I once tried to see if non-human identities could verify and authenticate with the six human factors. (Yeah, six. Watch for the book.)
Definitions
In reality, non-human identities use entirely different authentication methods…with their own acronyms. For example:
- SPIFFE is the Secure Production Identity Framework For Everyone.
- SPIRE is the SPIFFE Runtime Environment.
“SPIFFE and SPIRE provide strongly attested, cryptographic identities to workloads across a wide variety of platforms”
That wide variety of platforms is distributed.
“SPIFFE and SPIRE provide a uniform identity control plane across modern and heterogeneous infrastructure.
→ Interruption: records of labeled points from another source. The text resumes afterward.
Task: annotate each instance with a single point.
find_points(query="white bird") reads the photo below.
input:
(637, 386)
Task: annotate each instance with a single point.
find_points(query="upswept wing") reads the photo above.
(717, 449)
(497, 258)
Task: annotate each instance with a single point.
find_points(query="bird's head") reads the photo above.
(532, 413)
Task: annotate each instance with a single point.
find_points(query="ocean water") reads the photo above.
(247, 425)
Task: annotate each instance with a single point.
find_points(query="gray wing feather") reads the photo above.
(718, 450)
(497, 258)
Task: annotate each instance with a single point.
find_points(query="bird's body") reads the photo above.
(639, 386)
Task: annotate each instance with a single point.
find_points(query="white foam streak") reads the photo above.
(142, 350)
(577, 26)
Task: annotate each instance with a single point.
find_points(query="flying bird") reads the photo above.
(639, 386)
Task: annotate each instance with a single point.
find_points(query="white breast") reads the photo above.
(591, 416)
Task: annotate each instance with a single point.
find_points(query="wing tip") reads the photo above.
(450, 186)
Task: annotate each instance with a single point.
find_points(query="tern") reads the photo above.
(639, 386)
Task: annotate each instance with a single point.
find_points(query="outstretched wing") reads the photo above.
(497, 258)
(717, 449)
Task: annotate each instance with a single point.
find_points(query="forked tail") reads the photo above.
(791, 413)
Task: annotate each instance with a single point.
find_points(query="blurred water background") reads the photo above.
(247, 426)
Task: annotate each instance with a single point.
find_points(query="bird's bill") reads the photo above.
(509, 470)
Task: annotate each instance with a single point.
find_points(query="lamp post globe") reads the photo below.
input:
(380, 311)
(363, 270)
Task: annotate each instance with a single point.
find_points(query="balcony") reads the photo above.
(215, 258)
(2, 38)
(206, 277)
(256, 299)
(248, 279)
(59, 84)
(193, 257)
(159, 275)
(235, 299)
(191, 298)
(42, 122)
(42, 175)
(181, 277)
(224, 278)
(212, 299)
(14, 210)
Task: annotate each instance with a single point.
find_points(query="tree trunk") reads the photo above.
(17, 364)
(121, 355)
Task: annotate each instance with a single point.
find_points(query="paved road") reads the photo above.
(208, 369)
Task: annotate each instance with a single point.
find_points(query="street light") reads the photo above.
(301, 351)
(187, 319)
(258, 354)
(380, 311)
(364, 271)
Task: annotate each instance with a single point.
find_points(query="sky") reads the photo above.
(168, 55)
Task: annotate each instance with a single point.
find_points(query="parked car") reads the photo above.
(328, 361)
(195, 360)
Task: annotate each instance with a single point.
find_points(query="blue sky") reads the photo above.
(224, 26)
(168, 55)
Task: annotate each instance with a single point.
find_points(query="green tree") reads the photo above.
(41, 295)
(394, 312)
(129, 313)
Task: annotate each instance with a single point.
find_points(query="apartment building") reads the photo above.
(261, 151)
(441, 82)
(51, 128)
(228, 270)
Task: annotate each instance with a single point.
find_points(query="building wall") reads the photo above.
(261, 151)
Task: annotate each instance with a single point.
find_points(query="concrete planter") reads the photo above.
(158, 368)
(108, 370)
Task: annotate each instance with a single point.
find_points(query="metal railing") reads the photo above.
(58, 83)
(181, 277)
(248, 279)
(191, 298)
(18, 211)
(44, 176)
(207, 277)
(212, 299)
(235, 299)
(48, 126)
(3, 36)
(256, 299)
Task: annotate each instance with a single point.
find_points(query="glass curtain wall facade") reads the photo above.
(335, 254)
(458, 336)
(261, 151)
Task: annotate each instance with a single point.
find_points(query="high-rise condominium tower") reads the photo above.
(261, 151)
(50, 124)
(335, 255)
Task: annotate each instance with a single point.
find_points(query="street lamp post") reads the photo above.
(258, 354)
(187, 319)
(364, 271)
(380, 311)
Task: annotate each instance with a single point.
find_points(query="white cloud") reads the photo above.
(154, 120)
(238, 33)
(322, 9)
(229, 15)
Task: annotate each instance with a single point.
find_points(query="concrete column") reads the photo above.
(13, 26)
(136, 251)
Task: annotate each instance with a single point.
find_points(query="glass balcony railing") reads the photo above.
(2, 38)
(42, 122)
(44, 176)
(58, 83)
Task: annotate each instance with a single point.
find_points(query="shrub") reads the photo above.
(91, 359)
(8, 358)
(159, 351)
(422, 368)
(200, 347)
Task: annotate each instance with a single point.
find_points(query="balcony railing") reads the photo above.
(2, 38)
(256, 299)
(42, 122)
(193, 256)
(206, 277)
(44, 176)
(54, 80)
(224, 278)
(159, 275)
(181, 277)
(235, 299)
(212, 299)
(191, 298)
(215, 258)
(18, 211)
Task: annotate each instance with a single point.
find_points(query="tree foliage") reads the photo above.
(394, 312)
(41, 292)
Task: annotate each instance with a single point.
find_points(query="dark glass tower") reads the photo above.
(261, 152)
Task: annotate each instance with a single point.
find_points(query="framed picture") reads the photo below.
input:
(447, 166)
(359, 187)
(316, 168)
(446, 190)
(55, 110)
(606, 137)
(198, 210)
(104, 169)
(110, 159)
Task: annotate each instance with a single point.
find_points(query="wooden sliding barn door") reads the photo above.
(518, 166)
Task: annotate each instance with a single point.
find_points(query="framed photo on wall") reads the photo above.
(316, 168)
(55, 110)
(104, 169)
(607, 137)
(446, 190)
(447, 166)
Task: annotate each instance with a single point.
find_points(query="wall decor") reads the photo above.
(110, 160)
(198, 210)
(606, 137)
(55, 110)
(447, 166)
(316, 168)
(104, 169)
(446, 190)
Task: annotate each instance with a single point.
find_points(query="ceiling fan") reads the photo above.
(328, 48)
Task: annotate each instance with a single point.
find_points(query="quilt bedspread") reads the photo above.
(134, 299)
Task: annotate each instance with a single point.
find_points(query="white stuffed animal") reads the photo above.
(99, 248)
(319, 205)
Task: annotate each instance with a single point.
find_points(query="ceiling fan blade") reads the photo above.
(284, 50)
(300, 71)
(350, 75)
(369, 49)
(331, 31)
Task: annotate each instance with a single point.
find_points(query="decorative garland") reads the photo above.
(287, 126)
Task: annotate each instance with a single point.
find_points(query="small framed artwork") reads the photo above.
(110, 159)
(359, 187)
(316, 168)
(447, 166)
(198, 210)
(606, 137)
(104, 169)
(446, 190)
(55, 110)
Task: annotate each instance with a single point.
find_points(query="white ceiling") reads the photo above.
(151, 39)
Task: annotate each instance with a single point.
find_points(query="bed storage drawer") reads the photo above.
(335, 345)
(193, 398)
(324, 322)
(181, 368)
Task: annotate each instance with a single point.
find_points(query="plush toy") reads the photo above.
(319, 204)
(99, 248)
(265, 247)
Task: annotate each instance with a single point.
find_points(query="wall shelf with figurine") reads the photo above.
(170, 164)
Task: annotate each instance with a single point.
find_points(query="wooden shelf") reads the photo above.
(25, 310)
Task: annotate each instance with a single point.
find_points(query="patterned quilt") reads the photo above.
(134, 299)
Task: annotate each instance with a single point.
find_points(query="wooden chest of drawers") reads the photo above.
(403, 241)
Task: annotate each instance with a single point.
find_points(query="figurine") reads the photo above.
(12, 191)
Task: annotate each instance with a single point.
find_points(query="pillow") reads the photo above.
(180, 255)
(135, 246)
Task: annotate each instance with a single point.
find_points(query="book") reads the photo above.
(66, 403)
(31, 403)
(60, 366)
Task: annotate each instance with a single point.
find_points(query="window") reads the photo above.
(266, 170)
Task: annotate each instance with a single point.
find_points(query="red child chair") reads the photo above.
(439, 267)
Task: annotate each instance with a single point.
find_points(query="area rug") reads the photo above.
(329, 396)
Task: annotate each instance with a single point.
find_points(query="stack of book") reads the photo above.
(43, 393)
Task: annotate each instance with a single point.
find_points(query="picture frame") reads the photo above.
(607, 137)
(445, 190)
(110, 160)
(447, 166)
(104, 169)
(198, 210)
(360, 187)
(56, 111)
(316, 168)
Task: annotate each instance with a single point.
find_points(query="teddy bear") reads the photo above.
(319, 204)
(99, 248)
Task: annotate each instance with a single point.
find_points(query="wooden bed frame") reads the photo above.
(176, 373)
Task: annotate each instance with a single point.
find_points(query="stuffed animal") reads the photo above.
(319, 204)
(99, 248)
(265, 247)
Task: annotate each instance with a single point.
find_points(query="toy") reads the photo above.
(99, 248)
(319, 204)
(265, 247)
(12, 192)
Since software and application architectures have grown substantially, they are spread across virtual machines in public clouds and private data centers.”
Distinguishing between the two, the SPIFFE Project “defines a framework and set of standards for identifying and securing communications between application services, while the runtime environment SPIRE “is a toolchain of APIs for establishing trust between software systems across a wide variety of hosting platforms.”
Benefits
Forget all that. Let’s get to the benefits.
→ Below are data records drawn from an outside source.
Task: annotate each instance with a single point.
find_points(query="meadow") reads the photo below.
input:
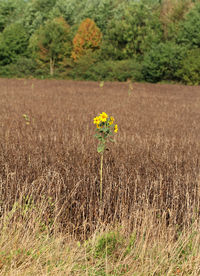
(51, 219)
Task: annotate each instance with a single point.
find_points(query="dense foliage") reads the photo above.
(141, 40)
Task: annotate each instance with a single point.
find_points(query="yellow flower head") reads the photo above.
(96, 120)
(111, 120)
(103, 117)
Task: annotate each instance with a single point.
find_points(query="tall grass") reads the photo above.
(49, 184)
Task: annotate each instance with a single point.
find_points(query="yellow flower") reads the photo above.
(103, 117)
(111, 120)
(96, 120)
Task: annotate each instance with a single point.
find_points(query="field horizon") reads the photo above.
(148, 222)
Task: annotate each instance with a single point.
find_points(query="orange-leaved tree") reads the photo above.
(88, 37)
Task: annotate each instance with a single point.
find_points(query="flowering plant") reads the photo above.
(105, 129)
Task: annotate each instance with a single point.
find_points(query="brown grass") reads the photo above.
(49, 169)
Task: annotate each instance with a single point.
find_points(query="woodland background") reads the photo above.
(146, 40)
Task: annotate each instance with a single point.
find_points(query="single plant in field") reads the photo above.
(27, 119)
(105, 129)
(101, 84)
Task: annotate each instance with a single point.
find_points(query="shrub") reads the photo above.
(162, 62)
(189, 73)
(107, 70)
(88, 37)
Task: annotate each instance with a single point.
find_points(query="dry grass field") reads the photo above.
(52, 222)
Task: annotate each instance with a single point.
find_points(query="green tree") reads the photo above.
(36, 14)
(162, 62)
(88, 37)
(10, 12)
(189, 33)
(51, 43)
(132, 31)
(13, 43)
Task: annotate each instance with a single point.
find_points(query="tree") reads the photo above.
(36, 14)
(132, 30)
(190, 28)
(51, 43)
(10, 12)
(13, 43)
(88, 37)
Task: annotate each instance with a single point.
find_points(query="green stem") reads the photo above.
(101, 177)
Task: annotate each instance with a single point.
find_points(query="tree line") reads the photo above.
(141, 40)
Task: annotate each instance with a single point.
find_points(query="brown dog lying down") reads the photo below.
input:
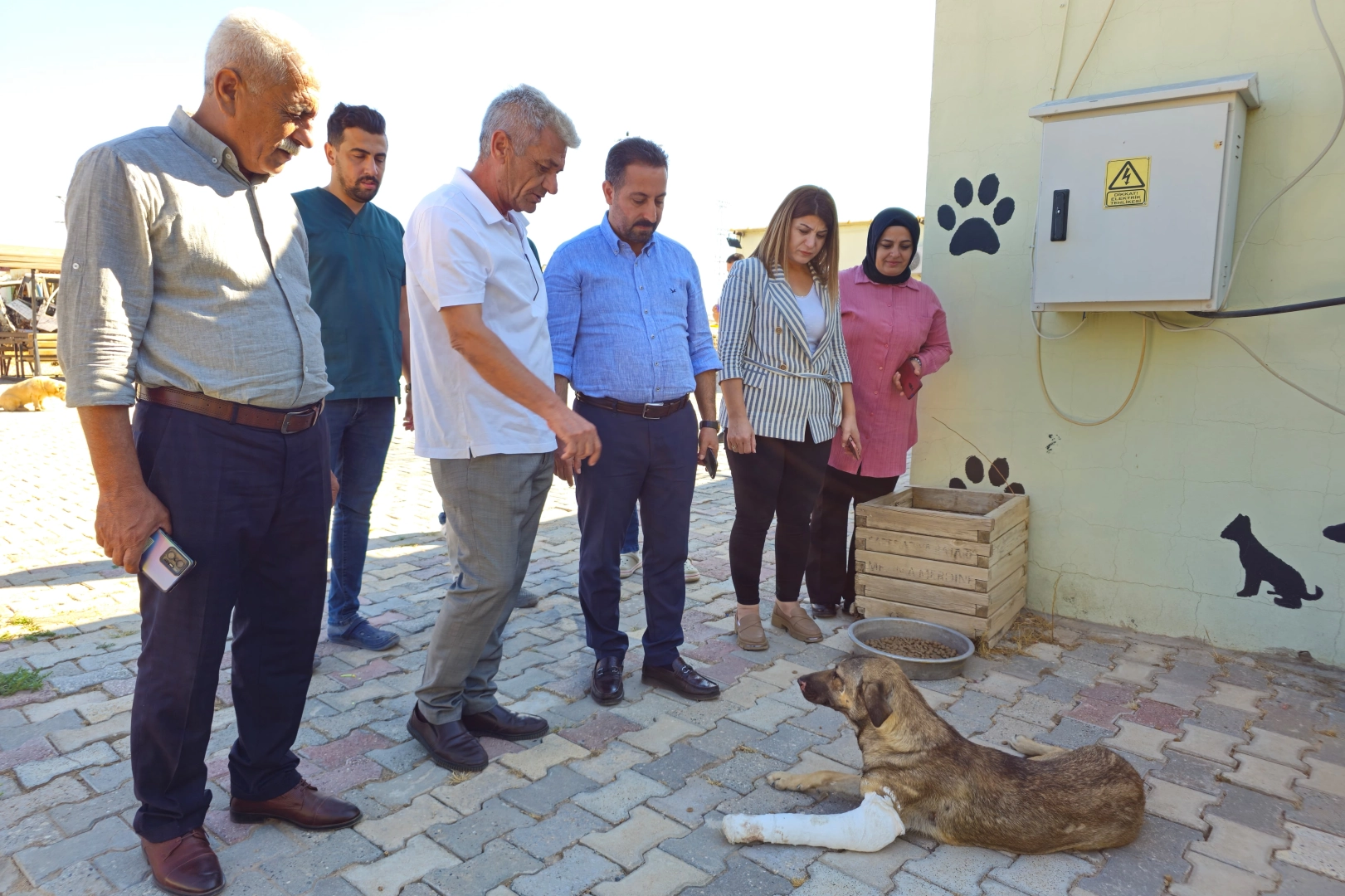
(962, 792)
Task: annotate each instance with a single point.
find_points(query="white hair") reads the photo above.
(524, 114)
(264, 47)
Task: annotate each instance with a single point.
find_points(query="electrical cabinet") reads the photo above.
(1138, 197)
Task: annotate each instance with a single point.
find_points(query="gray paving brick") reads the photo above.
(467, 835)
(1143, 865)
(1071, 733)
(680, 763)
(124, 868)
(329, 855)
(498, 863)
(788, 742)
(1189, 772)
(541, 796)
(704, 846)
(557, 833)
(39, 863)
(74, 818)
(743, 879)
(727, 736)
(576, 872)
(743, 770)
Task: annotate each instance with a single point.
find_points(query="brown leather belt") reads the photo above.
(285, 421)
(649, 412)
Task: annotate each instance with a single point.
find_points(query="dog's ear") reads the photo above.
(875, 696)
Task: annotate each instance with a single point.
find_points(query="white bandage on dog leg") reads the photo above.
(866, 829)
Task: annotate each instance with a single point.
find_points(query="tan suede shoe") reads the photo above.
(799, 626)
(751, 634)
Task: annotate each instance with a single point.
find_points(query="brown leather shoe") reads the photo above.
(799, 626)
(184, 865)
(450, 746)
(301, 806)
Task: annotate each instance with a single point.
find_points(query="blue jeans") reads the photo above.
(361, 431)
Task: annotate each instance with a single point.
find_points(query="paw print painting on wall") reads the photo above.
(976, 234)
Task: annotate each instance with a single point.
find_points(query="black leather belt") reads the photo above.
(649, 412)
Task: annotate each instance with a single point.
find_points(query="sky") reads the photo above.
(748, 99)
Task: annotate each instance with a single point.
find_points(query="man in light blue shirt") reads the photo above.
(630, 331)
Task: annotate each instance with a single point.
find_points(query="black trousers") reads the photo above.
(782, 480)
(251, 508)
(651, 460)
(830, 577)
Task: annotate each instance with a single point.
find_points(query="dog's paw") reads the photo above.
(784, 781)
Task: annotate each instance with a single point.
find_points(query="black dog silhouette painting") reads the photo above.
(1260, 565)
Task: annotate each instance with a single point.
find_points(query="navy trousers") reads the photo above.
(251, 508)
(361, 431)
(651, 462)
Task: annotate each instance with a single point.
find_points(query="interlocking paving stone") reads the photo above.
(468, 835)
(607, 764)
(1316, 850)
(1212, 876)
(743, 879)
(39, 863)
(329, 855)
(1177, 803)
(1143, 865)
(577, 871)
(482, 874)
(680, 763)
(420, 856)
(468, 796)
(560, 831)
(1050, 874)
(613, 802)
(628, 841)
(541, 796)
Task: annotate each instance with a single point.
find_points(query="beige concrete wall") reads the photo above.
(1126, 517)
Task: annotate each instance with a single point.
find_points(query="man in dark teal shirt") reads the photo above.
(359, 291)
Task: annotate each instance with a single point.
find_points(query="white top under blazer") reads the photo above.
(787, 387)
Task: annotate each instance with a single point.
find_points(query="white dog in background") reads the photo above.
(32, 392)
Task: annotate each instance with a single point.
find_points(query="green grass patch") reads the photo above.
(21, 679)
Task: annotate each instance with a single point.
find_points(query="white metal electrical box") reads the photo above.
(1138, 197)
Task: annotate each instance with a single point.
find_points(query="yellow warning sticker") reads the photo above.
(1128, 183)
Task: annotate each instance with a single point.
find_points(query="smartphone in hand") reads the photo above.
(909, 378)
(164, 562)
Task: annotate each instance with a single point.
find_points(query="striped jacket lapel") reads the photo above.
(777, 288)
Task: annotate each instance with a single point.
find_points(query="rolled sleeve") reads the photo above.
(563, 309)
(699, 342)
(736, 309)
(444, 256)
(106, 279)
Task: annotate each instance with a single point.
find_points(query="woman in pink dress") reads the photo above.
(887, 318)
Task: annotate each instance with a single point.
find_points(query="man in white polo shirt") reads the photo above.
(485, 411)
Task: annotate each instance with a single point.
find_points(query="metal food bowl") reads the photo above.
(914, 668)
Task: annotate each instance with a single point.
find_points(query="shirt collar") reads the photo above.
(616, 242)
(862, 277)
(490, 214)
(209, 145)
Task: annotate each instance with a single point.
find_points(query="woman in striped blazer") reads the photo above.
(786, 383)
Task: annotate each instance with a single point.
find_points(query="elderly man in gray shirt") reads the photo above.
(184, 292)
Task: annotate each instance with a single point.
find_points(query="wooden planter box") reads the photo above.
(948, 556)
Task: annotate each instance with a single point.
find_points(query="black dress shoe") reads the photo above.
(500, 723)
(450, 744)
(607, 686)
(678, 675)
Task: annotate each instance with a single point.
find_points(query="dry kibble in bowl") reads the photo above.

Enable defense in depth: Provide strongly attested identities to reduce the likelihood of breach through credential comprise
Reduce operational complexity: Consistent, automated management of identity reduces the burden of devops teams
Interoperability: Simplifies the technical aspects of full interoperability across multiple stacks
Compliance and auditability: Enables mutually authenticated TLS and multiple roots of trust to meet regulatory requirements
Use at Uber
But does anyone use it? Yes. Take Uber:
“We use SPIRE at Uber to provide identity to workloads running in multiple clouds (GCP, OCI, AWS, on-premise) for a variety of jobs, including stateless services, stateful storage, batch and streaming jobs, CI jobs, workflow executions, infrastructure services, and more. We have worked with the open source community since the early stages of the project in mid-2018 to address production readiness and scalability concerns.”
More here.
Now this is admittedly a whole new world for me, far afield from the usual 12345 and gummy arguments where I usually reside. But since bots will soon outnumber people (if they don’t already), we had all better learn it.